Does this really count as a fix then? At least I guess I'll have to wait and see.

alby258 commented 1 month ago

Same for me. The problem is still here on every hour

morpig commented 1 month ago

However, please keep in mind that you may still occasionally see the error message in your cloudflared logs: # stream #### canceled by remote with error code 0.

per your last comment @DevinCarr, is it possible to make it silent/only shown on deeper log levels?

I dont think this is shown at general level on web servers such as nginx (eyeball early disconnects, etc..) please correct me if i'm wrong.

LewisSpring commented 1 week ago

Hi.
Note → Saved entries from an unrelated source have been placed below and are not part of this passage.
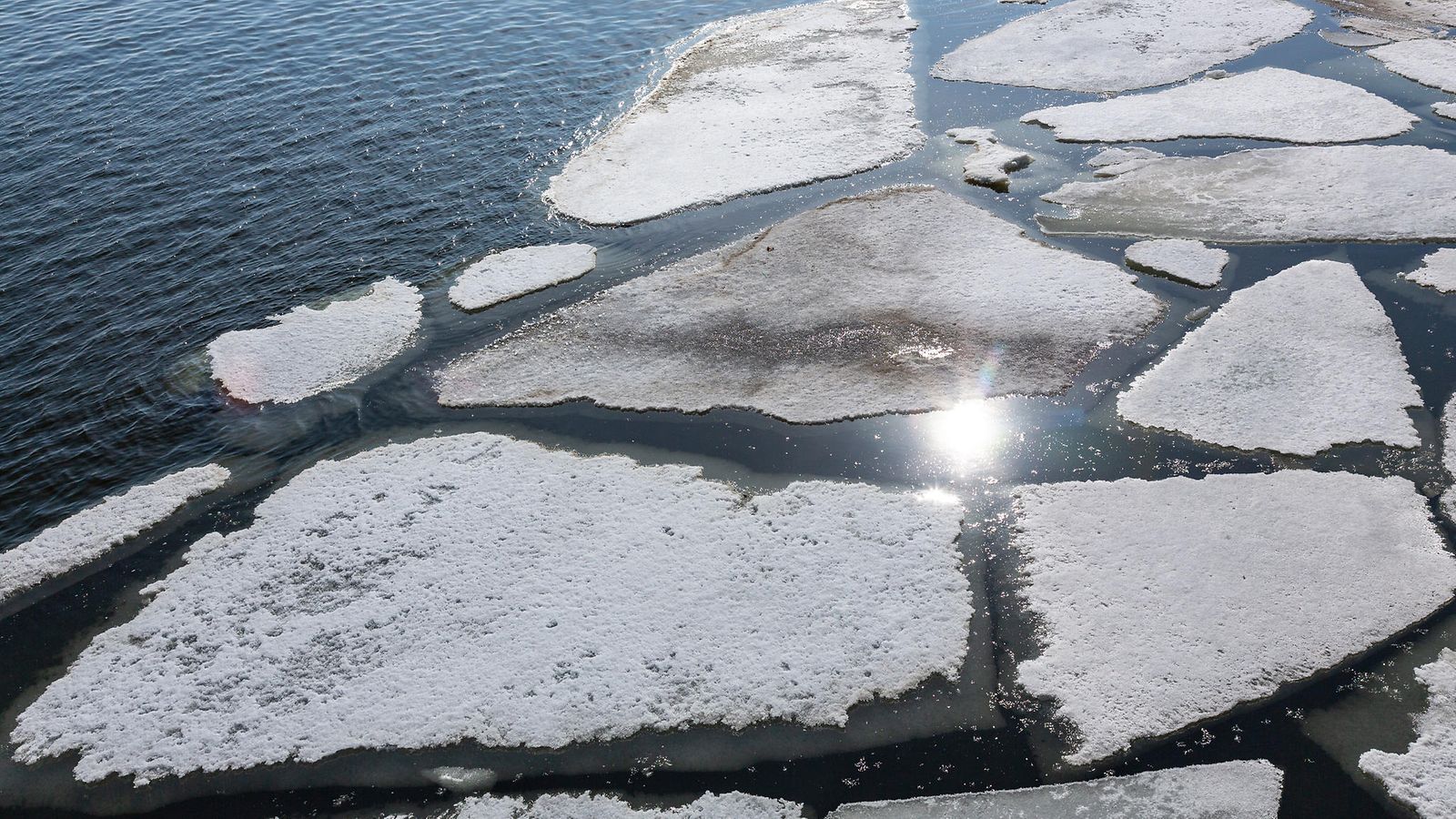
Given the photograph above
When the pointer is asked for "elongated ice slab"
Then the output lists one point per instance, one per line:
(1283, 194)
(1099, 46)
(1171, 602)
(488, 589)
(308, 350)
(897, 300)
(91, 533)
(1269, 104)
(1296, 363)
(1228, 790)
(764, 101)
(514, 273)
Still getting this issue quite badly.

2024-08-27T22:37:48Z ERR Request failed error="stream 529 canceled by remote with error code 0" connIndex=3 dest=https://example.com/1080p.mp4 event=0 ip=198.41.192.107 type=http
2024-08-27T22:37:48Z ERR  error="stream 533 canceled by remote with error code 0" connIndex=3 event=1 ingressRule=1 originService=http://172.20.0.3:9005
2024-08-27T22:37:48Z ERR Request failed error="stream 533 canceled by remote with error code 0" connIndex=3 dest=https://example.com/1080p.mp4 event=0 ip=198.41.192.107 type=http
2024-08-27T22:37:54Z ERR  error="stream 537 canceled by remote with error code 0" connIndex=3 event=1 ingressRule=1 originService=http://172.20.0.3:9005
2024-08-27T22:37:54Z ERR Request failed error="stream 537 canceled by remote with error code 0" connIndex=3 dest=https://example.com/1080p.mp4 event=0 ip=198.41.192.107 type=http
2024-08-27T22:37:55Z ERR  error="stream 541 canceled by remote with error code 0" connIndex=3 event=1 ingressRule=1 originService=http://172.20.0.3:9005
2024-08-27T22:37:55Z ERR Request failed error="stream 541 canceled by remote with error code 0" connIndex=3 dest=https://example.com/1080p.mp4 event=0 ip=198.41.192.107 type=http
2024-08-27T22:38:01Z ERR  error="stream 545 canceled by remote with error code 0" connIndex=3 event=1 ingressRule=1 originService=http://172.20.0.3:9005
2024-08-27T22:38:01Z ERR Request failed error="stream 545 canceled by remote with error code 0" connIndex=3 dest=https://example.com/1080p.mp4 event=0 ip=198.41.192.107 type=http
2024-08-27T22:38:01Z ERR  error="stream 549 canceled by remote with error code 0" connIndex=3 event=1 ingressRule=1 originService=http://172.20.0.3:9005
2024-08-27T22:38:01Z ERR Request failed error="stream 549 canceled by remote with error code 0" connIndex=3 dest=https://example.com/1080p.mp4 event=0 ip=198.41.192.107 type=http

Anything I can provide for further investigation?